I have a slightly odd pandas group by question.
I have a source dataframe, which has three columns: Customer, Date and Item. I want to add a new column that contains Item History, being an array of all the Items for that Customer that are in earlier (defined by the Date) rows. For example given this source dataframe:
Customer Date Item
Bert 01/01/2019 Bread
Bert 15/01/2019 Cheese
Bert 20/01/2019 Apples
Bert 22/01/2019 Pears
Ernie 01/01/2019 Buzz Lightyear
Ernie 15/01/2019 Shellfish
Ernie 20/01/2019 A pet dog
Ernie 22/01/2019 Yoghurt
Steven 01/01/2019 A golden toilet
Steven 15/01/2019 Dominoes
I want to create this history feature:
Customer Date Item Item History
Bert 01/01/2019 Bread NaN
Bert 15/01/2019 Cheese [Bread]
Bert 20/01/2019 Apples [Bread, Cheese]
Bert 22/01/2019 Pears [Bread, Cheese, Apples]
Ernie 01/01/2019 Buzz Lightyear NaN
Ernie 15/01/2019 Shellfish [Buzz Lightyear]
Ernie 20/01/2019 A pet dog [Buzz Lightyear, Shellfish]
Ernie 22/01/2019 Yoghurt [Buzz Lightyear, Shellfish, A pet dog]
Steven 01/01/2019 A golden toilet NaN
Steven 15/01/2019 Dominoes [A golden toilet]
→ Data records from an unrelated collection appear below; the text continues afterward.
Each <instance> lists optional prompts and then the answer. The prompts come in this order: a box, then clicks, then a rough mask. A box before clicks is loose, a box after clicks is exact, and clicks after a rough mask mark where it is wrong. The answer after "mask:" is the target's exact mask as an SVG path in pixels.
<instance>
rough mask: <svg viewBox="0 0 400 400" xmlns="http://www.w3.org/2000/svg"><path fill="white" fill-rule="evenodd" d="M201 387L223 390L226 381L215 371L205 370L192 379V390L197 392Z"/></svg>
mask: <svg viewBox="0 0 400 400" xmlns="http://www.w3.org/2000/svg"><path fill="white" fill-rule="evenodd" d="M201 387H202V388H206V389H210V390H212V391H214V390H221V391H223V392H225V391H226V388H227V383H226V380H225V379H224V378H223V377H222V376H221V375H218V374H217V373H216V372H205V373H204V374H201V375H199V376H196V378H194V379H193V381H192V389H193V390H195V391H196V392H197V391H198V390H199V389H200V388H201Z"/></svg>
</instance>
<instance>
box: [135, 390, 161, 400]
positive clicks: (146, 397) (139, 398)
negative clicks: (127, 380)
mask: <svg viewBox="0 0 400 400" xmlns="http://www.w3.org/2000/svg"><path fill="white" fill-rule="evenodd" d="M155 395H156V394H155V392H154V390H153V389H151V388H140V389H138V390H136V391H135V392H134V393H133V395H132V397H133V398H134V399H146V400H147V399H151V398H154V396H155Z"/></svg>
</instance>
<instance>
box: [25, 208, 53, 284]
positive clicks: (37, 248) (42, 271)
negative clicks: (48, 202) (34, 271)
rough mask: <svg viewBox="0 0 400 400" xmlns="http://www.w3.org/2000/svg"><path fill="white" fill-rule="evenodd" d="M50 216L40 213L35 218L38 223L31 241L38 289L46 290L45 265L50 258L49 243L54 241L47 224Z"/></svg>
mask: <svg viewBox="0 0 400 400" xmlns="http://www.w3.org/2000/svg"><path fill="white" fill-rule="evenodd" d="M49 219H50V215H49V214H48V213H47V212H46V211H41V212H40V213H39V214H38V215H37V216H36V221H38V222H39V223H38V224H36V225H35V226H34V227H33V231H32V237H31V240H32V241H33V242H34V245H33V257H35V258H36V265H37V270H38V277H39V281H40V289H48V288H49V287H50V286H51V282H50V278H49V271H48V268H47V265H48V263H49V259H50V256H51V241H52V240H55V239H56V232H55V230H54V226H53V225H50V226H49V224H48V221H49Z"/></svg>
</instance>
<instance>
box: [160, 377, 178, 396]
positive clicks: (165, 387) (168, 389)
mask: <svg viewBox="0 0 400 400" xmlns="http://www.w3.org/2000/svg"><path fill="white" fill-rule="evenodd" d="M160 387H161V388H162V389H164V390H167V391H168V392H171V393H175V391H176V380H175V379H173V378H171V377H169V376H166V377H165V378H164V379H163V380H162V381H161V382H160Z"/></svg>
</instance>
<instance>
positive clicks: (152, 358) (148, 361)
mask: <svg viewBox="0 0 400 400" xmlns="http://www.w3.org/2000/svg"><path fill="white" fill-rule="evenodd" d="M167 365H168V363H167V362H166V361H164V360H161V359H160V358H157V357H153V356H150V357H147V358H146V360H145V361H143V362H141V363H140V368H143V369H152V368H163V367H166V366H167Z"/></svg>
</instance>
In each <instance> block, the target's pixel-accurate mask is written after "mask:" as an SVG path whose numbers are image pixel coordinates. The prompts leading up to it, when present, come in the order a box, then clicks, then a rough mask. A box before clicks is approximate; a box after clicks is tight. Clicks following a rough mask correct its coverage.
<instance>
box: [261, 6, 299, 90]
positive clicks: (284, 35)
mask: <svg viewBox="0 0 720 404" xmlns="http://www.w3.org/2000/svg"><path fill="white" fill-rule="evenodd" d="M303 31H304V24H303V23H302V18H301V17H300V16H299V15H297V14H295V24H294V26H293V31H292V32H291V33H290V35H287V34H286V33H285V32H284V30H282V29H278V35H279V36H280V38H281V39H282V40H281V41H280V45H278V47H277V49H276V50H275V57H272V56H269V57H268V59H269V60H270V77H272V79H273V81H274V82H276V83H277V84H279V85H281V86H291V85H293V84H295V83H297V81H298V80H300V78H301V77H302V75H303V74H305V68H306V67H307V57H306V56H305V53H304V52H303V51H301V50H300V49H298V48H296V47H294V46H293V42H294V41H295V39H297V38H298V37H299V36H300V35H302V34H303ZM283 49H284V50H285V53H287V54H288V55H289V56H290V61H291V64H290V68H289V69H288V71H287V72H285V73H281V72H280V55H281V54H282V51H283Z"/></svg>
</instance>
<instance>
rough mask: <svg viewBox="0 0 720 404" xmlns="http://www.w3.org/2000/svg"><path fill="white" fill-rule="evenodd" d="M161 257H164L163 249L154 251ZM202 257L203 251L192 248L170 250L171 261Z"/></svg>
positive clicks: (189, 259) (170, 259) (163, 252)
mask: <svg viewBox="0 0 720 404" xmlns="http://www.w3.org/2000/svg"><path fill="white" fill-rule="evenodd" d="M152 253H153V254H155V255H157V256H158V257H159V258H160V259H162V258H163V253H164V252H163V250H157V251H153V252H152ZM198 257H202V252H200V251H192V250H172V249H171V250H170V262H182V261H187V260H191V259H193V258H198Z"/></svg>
I can do the following to get the History by date:
df.groupby(['Customer', 'Date']).agg(lambda x: tuple(x)).applymap(list).reset_index()
So that where a customer purchased multiple items on a single day, they're all listed in an array and where a customer purchased just one item that's alone in its own array, but I can't figure out how to concatenate them with the earlier rows.